Here's an implementation that doesn't require a call to squareform:

N1 = 10;
dim = 5;

% generate points
X = randn(N1, dim);

% find mean distance
for iter=N1:-1:1
    d_mean(iter) = mean(pdist2(X(iter,:),X([1:(iter-1) (iter+1):end],:),'euclidean'));
    % D(iter,:) = pdist2(X(iter,:),X([1:(iter-1) (iter+1):end],:),'euclidean');
end

[val ind] = min(d_mean);

But without knowing more about your problem, I have no idea if it would be faster.

If this is the lynchpin for your program's performance, you may need to consider other speedup options like mex.

Good luck.

1
votes

When pdist computes distances between pairs of observations (1,2,...,n), the distances are arranged in the following order:

(2,1), (3,1), ..., (m,1), (3,2), ..., (m,2), ..., (m,m–1))
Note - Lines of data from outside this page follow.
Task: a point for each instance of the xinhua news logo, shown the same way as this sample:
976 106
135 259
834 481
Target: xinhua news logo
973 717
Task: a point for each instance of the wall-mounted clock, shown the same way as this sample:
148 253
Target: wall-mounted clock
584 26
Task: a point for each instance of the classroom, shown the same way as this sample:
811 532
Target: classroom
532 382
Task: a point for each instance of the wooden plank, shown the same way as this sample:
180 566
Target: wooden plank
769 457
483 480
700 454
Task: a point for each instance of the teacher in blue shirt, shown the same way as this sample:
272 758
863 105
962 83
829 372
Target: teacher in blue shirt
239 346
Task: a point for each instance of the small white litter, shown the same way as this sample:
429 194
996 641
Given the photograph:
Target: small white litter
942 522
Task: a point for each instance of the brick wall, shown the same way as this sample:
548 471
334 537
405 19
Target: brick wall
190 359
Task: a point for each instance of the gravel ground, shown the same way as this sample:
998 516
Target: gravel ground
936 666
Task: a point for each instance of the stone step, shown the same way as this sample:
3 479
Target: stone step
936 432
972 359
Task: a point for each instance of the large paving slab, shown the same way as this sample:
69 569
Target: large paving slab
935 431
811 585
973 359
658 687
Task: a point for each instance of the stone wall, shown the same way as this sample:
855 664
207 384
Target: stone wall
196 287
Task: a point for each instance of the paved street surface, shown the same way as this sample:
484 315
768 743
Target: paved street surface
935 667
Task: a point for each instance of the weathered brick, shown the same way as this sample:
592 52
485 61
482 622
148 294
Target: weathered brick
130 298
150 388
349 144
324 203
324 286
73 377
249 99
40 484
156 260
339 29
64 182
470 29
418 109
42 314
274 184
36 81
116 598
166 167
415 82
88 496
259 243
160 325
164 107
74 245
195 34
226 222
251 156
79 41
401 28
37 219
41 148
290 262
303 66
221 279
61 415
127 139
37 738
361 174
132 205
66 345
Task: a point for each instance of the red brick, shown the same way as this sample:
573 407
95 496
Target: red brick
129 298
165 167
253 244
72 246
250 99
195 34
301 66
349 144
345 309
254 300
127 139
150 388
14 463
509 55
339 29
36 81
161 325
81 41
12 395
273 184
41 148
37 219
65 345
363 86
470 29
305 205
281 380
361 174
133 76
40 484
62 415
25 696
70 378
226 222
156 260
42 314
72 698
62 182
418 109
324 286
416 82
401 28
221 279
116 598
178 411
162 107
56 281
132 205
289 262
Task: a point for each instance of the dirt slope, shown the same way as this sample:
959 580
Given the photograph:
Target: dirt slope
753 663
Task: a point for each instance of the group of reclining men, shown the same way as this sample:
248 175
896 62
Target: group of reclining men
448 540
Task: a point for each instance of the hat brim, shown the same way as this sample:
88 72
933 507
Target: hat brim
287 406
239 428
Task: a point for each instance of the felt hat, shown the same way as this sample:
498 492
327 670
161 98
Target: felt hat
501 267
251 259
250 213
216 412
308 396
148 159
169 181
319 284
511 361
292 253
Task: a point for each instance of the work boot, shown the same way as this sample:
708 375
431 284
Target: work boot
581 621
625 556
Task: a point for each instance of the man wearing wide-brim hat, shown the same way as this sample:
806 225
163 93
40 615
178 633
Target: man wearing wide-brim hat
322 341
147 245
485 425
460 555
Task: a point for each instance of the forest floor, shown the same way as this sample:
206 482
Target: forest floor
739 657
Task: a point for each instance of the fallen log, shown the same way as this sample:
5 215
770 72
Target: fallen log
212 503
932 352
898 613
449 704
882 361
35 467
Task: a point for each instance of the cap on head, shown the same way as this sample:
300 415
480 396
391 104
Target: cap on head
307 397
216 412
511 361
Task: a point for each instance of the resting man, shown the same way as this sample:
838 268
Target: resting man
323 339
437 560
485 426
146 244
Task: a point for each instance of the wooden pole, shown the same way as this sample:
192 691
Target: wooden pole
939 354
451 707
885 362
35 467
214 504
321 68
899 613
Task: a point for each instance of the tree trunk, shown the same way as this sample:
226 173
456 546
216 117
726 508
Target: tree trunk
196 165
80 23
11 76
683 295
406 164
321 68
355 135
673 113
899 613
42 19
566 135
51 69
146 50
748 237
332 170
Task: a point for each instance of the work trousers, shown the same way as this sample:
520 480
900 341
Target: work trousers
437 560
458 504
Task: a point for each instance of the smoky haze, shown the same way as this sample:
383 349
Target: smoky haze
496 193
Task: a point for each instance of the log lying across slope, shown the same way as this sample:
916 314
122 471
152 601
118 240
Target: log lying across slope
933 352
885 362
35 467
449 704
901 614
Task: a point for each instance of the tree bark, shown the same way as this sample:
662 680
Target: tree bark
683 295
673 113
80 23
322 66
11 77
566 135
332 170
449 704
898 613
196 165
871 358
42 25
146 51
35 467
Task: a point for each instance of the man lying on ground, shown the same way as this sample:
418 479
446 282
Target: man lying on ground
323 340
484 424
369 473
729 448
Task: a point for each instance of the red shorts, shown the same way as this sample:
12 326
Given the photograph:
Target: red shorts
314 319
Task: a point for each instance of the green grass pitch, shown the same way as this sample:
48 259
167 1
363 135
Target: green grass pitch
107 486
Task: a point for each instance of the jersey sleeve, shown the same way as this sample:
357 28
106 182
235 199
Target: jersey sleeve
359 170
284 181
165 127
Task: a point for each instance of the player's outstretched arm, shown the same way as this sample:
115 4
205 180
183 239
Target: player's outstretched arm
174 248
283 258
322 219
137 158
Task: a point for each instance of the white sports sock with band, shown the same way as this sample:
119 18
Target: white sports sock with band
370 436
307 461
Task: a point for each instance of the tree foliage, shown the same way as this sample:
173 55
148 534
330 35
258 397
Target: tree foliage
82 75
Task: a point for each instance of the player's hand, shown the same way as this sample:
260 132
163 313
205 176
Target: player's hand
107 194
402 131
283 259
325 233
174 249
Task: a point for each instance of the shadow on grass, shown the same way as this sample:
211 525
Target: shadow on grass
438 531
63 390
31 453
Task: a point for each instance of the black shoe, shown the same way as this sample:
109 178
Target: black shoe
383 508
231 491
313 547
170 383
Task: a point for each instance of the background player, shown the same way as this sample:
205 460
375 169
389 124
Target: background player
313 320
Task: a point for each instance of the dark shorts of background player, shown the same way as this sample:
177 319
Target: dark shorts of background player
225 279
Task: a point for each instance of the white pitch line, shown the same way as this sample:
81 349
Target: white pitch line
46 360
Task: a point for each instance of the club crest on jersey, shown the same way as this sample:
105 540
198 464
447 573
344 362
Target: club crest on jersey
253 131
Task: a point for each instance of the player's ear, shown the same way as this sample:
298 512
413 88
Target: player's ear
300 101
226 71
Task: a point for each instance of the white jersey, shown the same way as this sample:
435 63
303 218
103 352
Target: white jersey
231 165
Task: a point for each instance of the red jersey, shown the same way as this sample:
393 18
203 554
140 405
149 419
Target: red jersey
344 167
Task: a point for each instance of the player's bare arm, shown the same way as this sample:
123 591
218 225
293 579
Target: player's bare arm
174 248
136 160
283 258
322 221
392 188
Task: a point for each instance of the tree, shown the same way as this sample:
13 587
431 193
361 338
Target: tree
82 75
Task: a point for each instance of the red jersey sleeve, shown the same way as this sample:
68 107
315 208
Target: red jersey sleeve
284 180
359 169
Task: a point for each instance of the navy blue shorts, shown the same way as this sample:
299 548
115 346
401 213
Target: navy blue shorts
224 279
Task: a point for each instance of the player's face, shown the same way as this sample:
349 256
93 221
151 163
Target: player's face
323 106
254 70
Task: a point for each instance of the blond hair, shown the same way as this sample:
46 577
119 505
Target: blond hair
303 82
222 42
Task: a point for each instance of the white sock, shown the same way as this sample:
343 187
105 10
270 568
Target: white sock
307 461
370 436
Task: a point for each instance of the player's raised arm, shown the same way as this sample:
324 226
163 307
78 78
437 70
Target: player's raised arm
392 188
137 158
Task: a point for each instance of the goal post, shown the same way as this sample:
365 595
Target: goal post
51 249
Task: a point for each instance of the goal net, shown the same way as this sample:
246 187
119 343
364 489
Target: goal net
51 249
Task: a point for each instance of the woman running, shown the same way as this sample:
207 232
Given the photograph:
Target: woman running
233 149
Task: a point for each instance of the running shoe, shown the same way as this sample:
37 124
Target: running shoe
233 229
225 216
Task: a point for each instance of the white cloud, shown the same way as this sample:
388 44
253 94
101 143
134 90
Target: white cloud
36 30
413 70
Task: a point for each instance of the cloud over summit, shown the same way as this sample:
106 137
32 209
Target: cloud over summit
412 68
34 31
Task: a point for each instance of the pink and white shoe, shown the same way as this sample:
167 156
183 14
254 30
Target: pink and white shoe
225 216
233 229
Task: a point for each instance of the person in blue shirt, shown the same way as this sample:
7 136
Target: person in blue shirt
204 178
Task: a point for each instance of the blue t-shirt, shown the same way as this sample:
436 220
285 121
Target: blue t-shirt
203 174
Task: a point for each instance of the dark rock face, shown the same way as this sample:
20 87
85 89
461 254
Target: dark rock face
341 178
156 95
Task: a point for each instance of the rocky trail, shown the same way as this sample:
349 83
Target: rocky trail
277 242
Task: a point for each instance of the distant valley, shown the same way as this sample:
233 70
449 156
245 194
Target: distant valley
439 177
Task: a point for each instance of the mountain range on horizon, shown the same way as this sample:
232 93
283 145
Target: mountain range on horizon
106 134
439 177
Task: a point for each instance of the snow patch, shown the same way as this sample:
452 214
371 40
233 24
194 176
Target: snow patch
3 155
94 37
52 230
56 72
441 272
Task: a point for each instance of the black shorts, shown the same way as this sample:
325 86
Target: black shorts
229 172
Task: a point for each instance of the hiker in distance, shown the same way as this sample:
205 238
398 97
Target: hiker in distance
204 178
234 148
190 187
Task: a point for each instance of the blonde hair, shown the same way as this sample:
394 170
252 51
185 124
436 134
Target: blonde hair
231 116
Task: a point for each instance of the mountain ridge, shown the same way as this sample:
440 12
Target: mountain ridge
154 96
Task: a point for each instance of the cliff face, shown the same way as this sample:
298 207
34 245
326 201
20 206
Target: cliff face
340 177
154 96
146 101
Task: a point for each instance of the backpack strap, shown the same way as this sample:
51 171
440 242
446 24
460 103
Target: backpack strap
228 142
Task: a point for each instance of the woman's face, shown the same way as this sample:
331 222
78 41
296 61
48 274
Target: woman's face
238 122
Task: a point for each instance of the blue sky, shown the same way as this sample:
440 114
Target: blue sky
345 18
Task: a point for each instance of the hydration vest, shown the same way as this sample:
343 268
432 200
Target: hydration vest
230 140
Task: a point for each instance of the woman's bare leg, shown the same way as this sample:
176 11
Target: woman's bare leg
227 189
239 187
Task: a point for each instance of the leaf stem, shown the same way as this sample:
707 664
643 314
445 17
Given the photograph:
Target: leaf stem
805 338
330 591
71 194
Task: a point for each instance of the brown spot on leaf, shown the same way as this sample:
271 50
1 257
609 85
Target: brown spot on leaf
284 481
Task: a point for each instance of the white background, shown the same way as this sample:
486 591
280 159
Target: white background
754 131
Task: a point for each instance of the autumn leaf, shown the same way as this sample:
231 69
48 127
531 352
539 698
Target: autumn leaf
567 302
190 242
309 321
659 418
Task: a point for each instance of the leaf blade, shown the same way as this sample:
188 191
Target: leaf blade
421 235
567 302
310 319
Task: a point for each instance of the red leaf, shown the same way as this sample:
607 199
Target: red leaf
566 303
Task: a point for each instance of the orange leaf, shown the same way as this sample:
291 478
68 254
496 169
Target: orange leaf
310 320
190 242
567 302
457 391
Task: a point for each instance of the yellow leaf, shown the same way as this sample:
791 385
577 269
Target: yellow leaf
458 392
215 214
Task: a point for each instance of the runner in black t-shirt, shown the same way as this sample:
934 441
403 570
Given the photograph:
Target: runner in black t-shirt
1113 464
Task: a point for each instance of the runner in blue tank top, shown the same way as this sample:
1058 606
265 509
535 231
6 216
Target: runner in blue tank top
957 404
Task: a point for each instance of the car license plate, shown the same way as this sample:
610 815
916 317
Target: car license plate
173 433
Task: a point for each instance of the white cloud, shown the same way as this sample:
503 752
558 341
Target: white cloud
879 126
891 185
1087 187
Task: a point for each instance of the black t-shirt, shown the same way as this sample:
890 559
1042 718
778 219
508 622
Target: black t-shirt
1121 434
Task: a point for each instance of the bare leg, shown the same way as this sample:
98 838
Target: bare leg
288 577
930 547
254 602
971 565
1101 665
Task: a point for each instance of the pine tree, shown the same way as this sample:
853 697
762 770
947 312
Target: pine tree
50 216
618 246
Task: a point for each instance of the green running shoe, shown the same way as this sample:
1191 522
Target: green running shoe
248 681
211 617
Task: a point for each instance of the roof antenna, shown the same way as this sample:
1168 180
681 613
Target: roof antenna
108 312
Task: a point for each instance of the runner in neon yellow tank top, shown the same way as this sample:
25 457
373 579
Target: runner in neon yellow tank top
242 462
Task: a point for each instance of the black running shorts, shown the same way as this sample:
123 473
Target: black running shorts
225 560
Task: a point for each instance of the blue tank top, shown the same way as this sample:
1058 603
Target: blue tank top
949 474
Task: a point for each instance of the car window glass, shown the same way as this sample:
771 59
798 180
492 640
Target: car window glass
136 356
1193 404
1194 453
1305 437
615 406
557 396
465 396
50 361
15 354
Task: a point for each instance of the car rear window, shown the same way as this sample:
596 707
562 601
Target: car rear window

To demonstrate this, try the following:

> X = [.2 .1 .7 .5]';
> D = pdist(X)
.1  .5  .3   .6  .4  .2

In this example, X stores n=4 observations. The result, D, is a vector of distances between observations (2,1), (3,1), (4,1), (3,2), (4,2), (5,4). This arrangement corresponds with the entries of the lower triangular part of the following n-by-n matrix:

M=
 0  0  0 0
.1  0  0 0
.5 .6  0 0
.3 .4 .2 0

Notice that D(1)=M(2,1), D(2)=(3,1) and so on. So, one way to get the pair of indices in M that correspond with D(k) would be to compute the linear index of D(k) in M. This could be done as follows:

% matrix size
n = 4;
% r(j) is the no. of elements in cols 1..j, belonging to the upper triangular part 
r = cumsum(1:n-1);       
% p(j) is the no. elements in cols 1..j, belonging to the lower triangular part 
p = cumsum(n-1:-1:1);
% The linear index of value D(k)
q = find(p >= k, 1);
% The subscript indices of value D(k)
[i j] = ind2sub([n n], k + r(q));

Notice that n, r and p need to be set only once. From that point, you can find the index for any given k using the last two lines. Let's check this:

for k = 1:6
   q = find(p >= k, 1);
   [i, j] = ind2sub([n n], k + r(q));
   fprintf('D(%d) is the distance between observations (%d %d)\n', k, i, j);
end

Here's the output:
D(1) is the distance between observations (2 1)
D(2) is the distance between observations (3 1)
D(3) is the distance between observations (4 1)
D(4) is the distance between observations (3 2)
D(5) is the distance between observations (4 2)
D(6) is the distance between observations (4 3)

0
votes

There is no need to use squareform:

distances = pdist(m);
l=length(distances);
n=(1+sqrt(1+4*l))/2;
m=[];
for i=1:n
  idx=[1+i:n:length(distances)];
  m(i)=mean(distances(idx));
end

j=min(m);

I am not sure, but maybe this can be vectorised as well, but now it is late.